A avaliação ainda é que a transição de um regime para o outro gera um problema de insuficiência de recursos na medida em que os aposentados deixam de contar com a contribuição dos optantes pela capitalização. Para isto será criado um fundo para reforçar o financiamento da Previdência e compensar a redução de contribuições previdenciárias no sistema antigo.

No programa de Haddad, é reforçado o compromisso para assegurar a sustentabilidade econômica do sistema previdenciário e manter sua integração, como definida na Constituição Federal, com a Seguridade Social. “Rejeitamos os postulados das reformas neoliberais da Previdência Social, em que a garantia dos direitos das futuras gerações é apresentada como um interesse oposto aos direitos da classe trabalhadora e do povo mais pobre no momento presente”, ressalta o documento.
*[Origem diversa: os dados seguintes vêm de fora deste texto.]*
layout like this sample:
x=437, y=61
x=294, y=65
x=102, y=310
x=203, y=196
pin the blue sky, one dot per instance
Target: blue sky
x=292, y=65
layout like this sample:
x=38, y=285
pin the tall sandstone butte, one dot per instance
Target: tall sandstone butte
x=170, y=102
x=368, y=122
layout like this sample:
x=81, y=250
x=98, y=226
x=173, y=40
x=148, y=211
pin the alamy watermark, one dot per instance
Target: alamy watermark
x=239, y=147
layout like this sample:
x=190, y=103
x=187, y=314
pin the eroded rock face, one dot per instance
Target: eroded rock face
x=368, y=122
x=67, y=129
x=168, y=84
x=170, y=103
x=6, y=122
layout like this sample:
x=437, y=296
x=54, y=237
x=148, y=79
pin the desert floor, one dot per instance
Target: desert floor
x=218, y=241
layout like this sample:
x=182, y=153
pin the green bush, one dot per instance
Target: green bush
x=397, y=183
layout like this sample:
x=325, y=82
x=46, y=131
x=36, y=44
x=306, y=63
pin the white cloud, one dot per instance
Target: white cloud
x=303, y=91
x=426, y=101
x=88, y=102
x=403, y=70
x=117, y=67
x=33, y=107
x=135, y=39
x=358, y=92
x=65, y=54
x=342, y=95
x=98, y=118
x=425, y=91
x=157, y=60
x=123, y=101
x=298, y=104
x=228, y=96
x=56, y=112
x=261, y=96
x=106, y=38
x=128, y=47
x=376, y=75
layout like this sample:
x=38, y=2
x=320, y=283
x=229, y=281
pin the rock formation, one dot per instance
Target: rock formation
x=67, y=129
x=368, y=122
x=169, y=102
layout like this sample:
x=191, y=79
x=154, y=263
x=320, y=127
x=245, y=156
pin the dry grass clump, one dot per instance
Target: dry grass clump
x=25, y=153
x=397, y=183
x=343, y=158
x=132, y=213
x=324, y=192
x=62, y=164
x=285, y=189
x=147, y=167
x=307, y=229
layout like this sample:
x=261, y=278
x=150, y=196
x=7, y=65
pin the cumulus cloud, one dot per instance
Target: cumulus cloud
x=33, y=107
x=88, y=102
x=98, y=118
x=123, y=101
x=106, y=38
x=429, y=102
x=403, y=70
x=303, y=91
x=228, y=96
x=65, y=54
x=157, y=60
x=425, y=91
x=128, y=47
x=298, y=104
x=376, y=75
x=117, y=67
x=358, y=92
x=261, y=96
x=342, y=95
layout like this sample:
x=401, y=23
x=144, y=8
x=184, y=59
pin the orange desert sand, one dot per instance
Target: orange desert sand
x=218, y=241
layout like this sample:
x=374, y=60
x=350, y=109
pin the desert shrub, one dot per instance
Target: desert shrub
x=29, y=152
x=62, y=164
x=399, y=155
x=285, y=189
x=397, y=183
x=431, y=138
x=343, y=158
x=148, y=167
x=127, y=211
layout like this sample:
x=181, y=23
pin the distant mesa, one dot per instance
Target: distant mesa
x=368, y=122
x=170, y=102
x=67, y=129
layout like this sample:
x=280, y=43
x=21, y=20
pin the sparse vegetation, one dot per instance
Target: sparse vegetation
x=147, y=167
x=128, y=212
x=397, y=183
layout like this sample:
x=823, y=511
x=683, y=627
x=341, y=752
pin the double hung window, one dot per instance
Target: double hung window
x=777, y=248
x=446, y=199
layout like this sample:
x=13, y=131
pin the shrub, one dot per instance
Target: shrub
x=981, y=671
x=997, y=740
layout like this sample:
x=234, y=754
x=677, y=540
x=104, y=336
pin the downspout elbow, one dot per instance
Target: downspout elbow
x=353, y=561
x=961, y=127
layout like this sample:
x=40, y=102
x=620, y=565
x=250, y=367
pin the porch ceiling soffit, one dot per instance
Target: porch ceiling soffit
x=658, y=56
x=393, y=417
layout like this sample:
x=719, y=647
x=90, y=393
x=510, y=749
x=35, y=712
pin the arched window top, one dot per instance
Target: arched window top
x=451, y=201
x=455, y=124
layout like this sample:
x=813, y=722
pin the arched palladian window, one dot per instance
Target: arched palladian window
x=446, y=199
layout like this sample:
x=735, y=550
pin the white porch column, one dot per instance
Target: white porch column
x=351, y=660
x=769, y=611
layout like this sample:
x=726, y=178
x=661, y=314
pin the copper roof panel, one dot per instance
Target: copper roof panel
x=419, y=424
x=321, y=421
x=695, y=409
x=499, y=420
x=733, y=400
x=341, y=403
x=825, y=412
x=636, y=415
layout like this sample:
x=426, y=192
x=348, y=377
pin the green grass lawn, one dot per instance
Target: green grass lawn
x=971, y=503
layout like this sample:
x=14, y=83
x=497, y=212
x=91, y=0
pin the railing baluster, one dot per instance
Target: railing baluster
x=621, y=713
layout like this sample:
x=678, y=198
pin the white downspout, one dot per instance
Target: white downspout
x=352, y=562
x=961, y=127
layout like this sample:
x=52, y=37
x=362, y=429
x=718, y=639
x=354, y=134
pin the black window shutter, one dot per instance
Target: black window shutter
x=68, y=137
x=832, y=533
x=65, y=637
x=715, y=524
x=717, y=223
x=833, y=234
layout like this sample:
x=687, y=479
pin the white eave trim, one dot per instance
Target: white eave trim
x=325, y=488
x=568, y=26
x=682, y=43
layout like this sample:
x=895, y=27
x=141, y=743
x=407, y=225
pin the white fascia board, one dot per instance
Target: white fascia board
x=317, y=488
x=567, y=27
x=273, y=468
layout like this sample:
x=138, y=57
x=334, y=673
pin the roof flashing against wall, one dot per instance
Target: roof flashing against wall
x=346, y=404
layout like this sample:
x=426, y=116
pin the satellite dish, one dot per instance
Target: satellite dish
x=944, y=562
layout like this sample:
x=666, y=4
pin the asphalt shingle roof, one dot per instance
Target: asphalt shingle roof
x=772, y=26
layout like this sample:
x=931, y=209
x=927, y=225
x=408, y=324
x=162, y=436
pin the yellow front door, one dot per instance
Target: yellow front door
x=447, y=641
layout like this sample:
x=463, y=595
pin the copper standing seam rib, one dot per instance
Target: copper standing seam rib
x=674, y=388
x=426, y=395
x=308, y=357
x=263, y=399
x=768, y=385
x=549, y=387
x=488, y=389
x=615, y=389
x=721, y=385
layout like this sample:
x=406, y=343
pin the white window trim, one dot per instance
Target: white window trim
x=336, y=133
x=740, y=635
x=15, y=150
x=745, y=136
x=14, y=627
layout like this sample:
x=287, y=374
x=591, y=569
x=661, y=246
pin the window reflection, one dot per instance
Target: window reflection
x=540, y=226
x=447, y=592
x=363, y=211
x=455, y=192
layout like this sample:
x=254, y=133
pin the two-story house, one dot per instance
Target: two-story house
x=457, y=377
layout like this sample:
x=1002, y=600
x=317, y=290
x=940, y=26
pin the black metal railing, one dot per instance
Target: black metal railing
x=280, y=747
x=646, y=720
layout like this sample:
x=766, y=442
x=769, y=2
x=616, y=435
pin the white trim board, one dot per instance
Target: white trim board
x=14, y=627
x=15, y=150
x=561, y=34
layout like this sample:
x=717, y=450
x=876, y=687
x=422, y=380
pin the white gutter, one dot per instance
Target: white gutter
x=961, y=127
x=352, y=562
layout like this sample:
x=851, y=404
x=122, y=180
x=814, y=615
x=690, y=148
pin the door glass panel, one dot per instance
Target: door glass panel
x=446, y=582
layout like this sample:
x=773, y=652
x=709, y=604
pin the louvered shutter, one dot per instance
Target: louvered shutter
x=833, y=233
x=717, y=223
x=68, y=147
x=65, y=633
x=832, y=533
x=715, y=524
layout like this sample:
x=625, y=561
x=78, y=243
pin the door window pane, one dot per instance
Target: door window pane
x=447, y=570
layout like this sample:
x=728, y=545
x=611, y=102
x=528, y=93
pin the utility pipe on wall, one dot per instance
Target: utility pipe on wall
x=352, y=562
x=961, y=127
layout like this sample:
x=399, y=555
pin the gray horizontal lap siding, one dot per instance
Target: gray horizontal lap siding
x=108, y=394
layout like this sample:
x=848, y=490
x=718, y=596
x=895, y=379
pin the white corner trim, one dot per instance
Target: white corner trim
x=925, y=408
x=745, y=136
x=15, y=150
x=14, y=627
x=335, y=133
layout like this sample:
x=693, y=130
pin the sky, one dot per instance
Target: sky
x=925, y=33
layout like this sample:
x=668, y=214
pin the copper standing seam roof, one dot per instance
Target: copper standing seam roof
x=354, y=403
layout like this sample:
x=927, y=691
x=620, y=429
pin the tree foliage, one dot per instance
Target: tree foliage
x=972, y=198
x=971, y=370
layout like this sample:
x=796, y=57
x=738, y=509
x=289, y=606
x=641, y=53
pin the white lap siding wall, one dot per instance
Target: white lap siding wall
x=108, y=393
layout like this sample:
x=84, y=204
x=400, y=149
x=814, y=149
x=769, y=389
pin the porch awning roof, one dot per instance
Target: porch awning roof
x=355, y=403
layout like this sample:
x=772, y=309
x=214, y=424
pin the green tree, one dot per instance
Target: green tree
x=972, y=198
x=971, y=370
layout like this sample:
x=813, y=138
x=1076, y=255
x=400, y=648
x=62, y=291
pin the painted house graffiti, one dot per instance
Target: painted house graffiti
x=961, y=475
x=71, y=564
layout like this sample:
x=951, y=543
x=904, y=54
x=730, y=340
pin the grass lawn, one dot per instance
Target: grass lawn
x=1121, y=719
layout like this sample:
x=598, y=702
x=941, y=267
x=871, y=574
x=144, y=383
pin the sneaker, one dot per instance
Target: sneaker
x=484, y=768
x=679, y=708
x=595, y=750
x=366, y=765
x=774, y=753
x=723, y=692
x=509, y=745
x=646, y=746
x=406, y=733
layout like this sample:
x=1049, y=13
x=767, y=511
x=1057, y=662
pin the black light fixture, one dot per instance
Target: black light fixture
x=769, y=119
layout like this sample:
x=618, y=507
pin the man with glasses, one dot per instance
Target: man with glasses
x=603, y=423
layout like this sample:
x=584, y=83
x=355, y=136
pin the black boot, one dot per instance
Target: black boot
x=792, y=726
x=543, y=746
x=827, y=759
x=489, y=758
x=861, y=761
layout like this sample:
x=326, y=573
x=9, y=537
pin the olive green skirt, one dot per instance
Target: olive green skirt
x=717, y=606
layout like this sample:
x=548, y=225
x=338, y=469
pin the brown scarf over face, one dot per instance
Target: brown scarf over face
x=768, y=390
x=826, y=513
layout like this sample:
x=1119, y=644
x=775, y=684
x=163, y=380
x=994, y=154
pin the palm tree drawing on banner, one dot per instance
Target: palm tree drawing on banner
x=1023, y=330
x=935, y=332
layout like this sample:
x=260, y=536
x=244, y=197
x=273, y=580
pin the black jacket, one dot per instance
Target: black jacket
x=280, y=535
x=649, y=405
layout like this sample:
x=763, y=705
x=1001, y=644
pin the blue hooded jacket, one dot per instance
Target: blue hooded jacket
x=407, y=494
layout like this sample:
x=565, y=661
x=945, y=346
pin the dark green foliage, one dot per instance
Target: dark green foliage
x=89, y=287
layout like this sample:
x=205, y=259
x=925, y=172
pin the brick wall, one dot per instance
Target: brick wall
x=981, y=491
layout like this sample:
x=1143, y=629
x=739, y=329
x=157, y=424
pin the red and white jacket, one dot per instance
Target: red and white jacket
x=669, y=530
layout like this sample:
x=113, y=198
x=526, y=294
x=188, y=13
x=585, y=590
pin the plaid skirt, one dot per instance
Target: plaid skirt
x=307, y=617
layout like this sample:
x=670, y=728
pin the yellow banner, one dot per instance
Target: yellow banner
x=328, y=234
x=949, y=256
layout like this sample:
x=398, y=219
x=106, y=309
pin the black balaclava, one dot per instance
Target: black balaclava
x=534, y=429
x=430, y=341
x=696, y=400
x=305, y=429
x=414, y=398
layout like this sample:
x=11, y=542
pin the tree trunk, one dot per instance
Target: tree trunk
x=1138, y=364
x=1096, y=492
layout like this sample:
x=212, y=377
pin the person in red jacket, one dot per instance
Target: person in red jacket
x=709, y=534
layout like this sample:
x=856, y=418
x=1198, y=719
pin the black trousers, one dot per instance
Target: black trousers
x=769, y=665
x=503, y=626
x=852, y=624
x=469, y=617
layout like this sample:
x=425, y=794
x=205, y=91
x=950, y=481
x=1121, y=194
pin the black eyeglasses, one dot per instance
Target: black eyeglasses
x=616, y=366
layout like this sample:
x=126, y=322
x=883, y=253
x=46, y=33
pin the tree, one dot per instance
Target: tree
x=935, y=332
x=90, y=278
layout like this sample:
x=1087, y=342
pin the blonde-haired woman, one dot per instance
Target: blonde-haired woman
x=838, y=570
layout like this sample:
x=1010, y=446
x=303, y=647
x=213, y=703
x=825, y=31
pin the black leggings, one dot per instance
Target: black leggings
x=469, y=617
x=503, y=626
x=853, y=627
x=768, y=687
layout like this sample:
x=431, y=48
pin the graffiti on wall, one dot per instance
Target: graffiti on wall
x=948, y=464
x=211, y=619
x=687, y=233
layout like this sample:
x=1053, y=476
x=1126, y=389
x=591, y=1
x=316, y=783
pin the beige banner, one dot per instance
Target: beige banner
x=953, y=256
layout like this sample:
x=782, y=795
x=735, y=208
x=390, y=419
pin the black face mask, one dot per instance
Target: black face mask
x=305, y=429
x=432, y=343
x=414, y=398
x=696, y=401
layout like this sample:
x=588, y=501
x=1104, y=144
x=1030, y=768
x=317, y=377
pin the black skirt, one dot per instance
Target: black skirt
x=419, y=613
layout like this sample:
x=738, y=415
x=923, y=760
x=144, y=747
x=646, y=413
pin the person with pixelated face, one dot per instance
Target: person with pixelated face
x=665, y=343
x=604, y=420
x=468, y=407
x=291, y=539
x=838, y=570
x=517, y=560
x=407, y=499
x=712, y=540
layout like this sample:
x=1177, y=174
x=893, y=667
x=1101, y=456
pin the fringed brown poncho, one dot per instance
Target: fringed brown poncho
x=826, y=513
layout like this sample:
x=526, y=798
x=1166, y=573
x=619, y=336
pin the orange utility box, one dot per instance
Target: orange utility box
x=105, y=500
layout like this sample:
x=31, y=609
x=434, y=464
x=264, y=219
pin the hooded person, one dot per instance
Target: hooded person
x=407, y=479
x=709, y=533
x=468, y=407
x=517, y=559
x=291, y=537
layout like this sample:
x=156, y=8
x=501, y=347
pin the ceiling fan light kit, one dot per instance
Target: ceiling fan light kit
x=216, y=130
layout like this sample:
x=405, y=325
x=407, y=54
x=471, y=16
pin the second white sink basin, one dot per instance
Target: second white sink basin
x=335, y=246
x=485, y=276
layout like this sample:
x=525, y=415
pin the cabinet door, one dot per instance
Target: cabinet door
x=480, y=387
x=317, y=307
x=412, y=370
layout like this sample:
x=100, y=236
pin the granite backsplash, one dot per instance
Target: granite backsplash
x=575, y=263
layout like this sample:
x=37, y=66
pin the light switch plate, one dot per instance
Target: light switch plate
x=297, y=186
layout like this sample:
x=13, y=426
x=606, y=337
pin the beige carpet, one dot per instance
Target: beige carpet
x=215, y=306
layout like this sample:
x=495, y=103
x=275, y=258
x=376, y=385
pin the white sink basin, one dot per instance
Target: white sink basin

“Já mostramos que é possível o equilíbrio das contas da Previdência a partir da retomada da criação de empregos, da formalização de todas as atividades econômicas e da ampliação da capacidade de arrecadação, assim como do combate à sonegação. Esse caminho será novamente buscado, ao mesmo tempo em que serão adotadas medidas para combater, na ponta dos gastos, privilégios previdenciários incompatíveis com a realidade da classe trabalhadora brasileira”, complementa o documento, acrescentando que o governo buscará a convergência entre os regimes próprios da União, dos Estados, do Distrito Federal e dos municípios com o regime geral.